Original languageTranslation languageHow much text in the target language is more (+) or less (-) of the original
EnglishFrench21.18%
EnglishSpanish19.52%
EnglishItalian17.91%
EnglishDeutsch16.67%
EnglishDutch13.80%
EnglishPortuguese (Portugal)14.29%
EnglishPortuguese (Brazil)12.96%
EnglishPolish9.33%
EnglishRussian9.11%
EnglishCzech3.70%
EnglishArab-6.25%
EnglishJapanese-39.68%
EnglishKorean-44.04%
EnglishChinese (Simplified)-61.97%
EnglishChinese (Traditional)-63.80%
RussianEnglish1.39%
RussianItalian12.48%
RussianSpanish13.76%
RussianDeutsch14.26%
RussianFrench16.06%
ItalianRussian3.57%

How was it counted?


The calculation is made on the basis of data from the Nitro live online translation service (this is like Google Translate, only the translation is done by live translators-native speakers).
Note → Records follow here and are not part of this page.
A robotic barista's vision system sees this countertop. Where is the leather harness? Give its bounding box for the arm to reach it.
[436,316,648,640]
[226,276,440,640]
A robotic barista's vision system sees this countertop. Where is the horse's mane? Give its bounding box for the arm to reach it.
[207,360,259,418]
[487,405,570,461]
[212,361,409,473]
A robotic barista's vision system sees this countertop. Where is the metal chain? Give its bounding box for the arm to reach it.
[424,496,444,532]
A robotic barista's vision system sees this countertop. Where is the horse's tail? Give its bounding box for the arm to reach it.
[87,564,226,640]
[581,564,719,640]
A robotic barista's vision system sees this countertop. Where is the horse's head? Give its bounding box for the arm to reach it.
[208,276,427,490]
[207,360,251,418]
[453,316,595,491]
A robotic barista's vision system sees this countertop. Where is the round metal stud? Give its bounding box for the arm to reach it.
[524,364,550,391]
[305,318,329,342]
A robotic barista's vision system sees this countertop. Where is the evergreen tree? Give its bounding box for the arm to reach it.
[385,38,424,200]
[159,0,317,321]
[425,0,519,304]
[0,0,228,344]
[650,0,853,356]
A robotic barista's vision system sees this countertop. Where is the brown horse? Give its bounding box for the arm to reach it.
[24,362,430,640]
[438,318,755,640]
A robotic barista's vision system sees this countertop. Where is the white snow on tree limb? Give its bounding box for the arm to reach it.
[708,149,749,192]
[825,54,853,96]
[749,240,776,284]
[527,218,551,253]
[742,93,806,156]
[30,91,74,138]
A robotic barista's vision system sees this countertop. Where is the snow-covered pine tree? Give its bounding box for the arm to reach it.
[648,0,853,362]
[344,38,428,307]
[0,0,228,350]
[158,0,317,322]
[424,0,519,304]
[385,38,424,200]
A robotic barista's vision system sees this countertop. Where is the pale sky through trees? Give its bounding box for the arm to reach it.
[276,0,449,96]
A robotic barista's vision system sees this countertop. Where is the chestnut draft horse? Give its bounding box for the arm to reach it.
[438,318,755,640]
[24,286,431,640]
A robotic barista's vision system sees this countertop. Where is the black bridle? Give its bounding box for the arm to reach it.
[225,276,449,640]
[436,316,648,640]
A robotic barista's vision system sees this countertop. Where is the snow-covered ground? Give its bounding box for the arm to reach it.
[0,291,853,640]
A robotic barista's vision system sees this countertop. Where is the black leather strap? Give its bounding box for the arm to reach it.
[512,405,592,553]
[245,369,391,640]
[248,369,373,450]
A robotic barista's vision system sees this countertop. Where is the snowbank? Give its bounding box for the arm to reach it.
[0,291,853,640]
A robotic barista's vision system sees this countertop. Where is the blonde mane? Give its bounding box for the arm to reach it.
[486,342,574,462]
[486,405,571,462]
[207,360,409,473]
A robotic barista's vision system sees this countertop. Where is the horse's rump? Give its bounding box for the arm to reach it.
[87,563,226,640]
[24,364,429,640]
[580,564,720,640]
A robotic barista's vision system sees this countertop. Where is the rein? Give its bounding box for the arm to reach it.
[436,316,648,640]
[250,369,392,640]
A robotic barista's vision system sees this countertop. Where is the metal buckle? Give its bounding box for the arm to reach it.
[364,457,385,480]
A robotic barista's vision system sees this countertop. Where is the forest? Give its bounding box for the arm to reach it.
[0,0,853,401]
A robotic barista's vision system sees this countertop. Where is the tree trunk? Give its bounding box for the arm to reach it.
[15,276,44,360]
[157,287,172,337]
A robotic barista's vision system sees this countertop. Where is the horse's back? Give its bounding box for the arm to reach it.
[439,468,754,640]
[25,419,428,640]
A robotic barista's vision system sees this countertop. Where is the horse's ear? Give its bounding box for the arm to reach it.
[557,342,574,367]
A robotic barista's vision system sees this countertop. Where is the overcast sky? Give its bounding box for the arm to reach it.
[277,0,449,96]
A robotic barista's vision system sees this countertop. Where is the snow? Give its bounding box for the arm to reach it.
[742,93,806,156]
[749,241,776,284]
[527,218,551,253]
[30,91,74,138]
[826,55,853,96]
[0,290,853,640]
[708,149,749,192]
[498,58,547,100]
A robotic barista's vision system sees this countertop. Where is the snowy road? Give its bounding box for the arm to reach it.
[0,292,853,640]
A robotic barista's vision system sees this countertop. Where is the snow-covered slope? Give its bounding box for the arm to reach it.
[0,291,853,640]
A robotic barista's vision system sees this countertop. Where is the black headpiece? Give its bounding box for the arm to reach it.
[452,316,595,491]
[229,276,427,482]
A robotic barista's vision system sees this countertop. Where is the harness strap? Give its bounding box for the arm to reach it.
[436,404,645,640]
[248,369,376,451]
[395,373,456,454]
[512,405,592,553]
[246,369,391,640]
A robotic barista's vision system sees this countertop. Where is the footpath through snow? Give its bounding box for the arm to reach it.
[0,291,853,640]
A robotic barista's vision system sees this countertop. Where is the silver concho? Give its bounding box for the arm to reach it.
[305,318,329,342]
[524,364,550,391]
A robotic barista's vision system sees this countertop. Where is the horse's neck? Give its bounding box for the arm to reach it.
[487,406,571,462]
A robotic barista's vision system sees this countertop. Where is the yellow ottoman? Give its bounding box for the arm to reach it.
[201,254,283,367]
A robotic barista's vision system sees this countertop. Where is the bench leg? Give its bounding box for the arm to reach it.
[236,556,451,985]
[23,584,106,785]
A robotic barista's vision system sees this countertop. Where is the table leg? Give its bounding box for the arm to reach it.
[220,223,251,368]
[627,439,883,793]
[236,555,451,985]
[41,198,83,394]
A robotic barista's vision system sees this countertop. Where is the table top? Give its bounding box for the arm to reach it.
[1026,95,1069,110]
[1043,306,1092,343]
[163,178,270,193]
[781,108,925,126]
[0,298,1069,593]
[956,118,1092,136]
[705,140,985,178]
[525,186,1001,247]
As the service works, so-called parallel texts accumulate there (the original in one language is a translation in another).

And here we took the last 1000 orders in Nitro for each of the translation directions, for each order we found the ratio of the number of characters in the translation text to the number of characters in the original text, sorted the resulting values ​​and chose the middle value (median). So we got the most likely ratio.

findings


It is noteworthy that when translated from English to Russian, the length of the text increases by 9.11%, and when translated in the opposite direction ... again grows, but only by 1.39%. This may indicate that translators use more words in order not to lose and convey the meaning of the text correctly to the detriment of brevity. We were sure that we would get symmetry less English text when translated from Russian - it turns out in real life it is not.

We were also sure for many years that the German text grows by 30% when translated from English (this figure wanders from presentation to presentation about the localization of software of various speakers and is also found in the documentation for Microsoft developers), but this is not so - growth only 16.67%.

The super-short (more than 2.5 times!) Chinese text makes you think carefully about how our apps will look like and pixel-lined games for iOS being translated into this language.

We hope this information is useful not only to satisfy curiosity “so which language is the most concise?”, But also to solve practical problems, for example, to determine the maximum size of fields and controls when preparing to localize an application, game or site .

We promise not to forget about this initiative and update, refine the statistics, add new translation directions to the delight of developers and localization managers.


about the author

Alconost is engaged in the localization of applications, games and websites in 60 languages. Language translators, linguistic testing, cloud platform with API, continuous localization, 24/7 project managers, any formats of string resources.

We also make advertising and training videos - for websites selling, image, advertising, training, teasers, expliners, trailers for Google Play and the App Store.